Мне не оставалось ничего другого, как набраться терпения. Я, конечно, вполне преуспел бы в этом, но, к несчастью, на другой день после разговора с Вюйомом, ко мне в лабораторию явился Рок. Он пожаловал, чтобы показать мне две крошечных заметки, появившиеся в «Рыжей лягушке» — мерзкой газетке, занимающейся шантажом; ты намекаешь на нее в конце своего второго письма. Когда меня, Лорана Паскье, называют «хулителем скромных тружеников», это может только рассмешить меня. Нельзя придавать особого значения и тому, что какой-то малограмотный писака осмеливается вопить: «Нет сил дольше терпеть зазнайство так называемых ученых». Но когда я читаю: «Господин Паскье, обливающий грязью своих преданных сотрудников, просто-напросто дурной пастырь. Кроме того, о мнимых научных заслугах господина Паскье у нас имеются конфиденциальные сведения, которые мы можем предоставить в распоряжение интересующихся... » — когда я читаю фразы вроде этой, я готов зарычать от бешенства.

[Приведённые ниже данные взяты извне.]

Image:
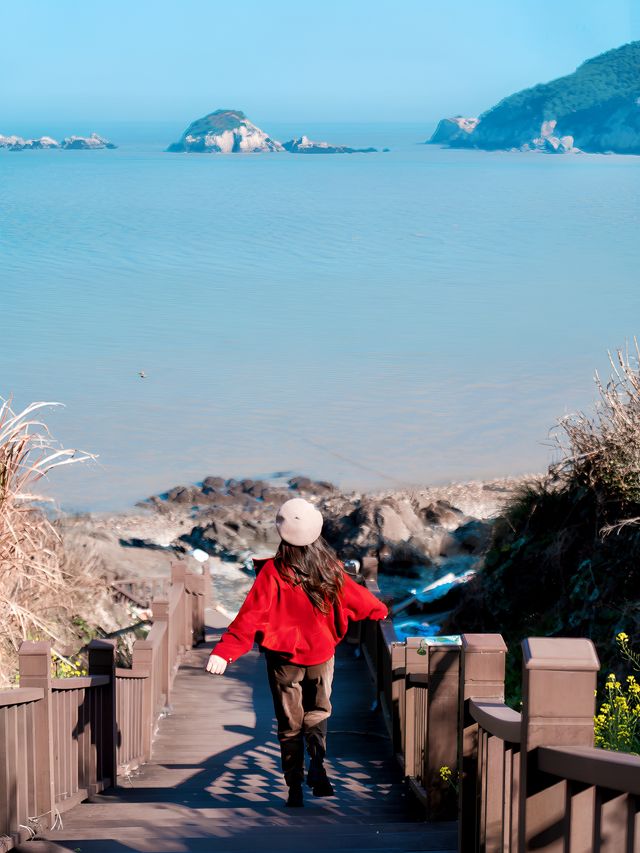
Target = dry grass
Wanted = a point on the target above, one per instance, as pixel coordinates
(36, 585)
(601, 454)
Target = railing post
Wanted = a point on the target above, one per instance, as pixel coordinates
(398, 675)
(369, 568)
(35, 671)
(142, 664)
(199, 616)
(102, 661)
(416, 665)
(179, 576)
(482, 669)
(442, 745)
(160, 613)
(558, 705)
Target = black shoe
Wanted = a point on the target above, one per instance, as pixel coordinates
(295, 799)
(318, 781)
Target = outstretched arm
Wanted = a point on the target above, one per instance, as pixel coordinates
(358, 603)
(251, 619)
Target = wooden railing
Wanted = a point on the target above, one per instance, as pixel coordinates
(63, 740)
(417, 687)
(533, 780)
(527, 781)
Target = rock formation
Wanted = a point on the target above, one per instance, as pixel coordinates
(231, 132)
(595, 109)
(224, 131)
(86, 142)
(304, 145)
(18, 143)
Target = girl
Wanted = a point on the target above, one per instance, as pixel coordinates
(298, 610)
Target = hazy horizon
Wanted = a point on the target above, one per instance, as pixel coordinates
(363, 62)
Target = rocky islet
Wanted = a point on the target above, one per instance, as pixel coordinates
(231, 132)
(70, 143)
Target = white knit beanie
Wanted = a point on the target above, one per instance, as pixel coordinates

В Париже все развертывается очень быстро. Подумай только — ведь первые дни после появления моей статьи я с каждой почтой получал по нескольку сочувственных писем, как от людей мне незнакомых, так и от товарищей и учителей. Теперь почти неделю я не получаю ничего. Не без колебаний отправился я на последнее заседание Общества научных изысканий. Народу было очень мало. Может быть, я ошибаюсь, но мне показалось, что кое-кто из присутствующих посматривает на меня косо. Я изнервничался и поэтому, возможно, склонен видеть все в более мрачном виде, чем оно есть.

Я изнервничался, но — поверь — я сопротивляюсь. Я был у Лармина, чтобы попробовать объясниться с ним. Не знаю, какую роль он играет в своего рода заговоре, который собираются сколотить. Я предпочел бы ясность. Директор велел передать мне, что не принимает. И действительно, он сейчас не показывается ни в одном из отделений Института.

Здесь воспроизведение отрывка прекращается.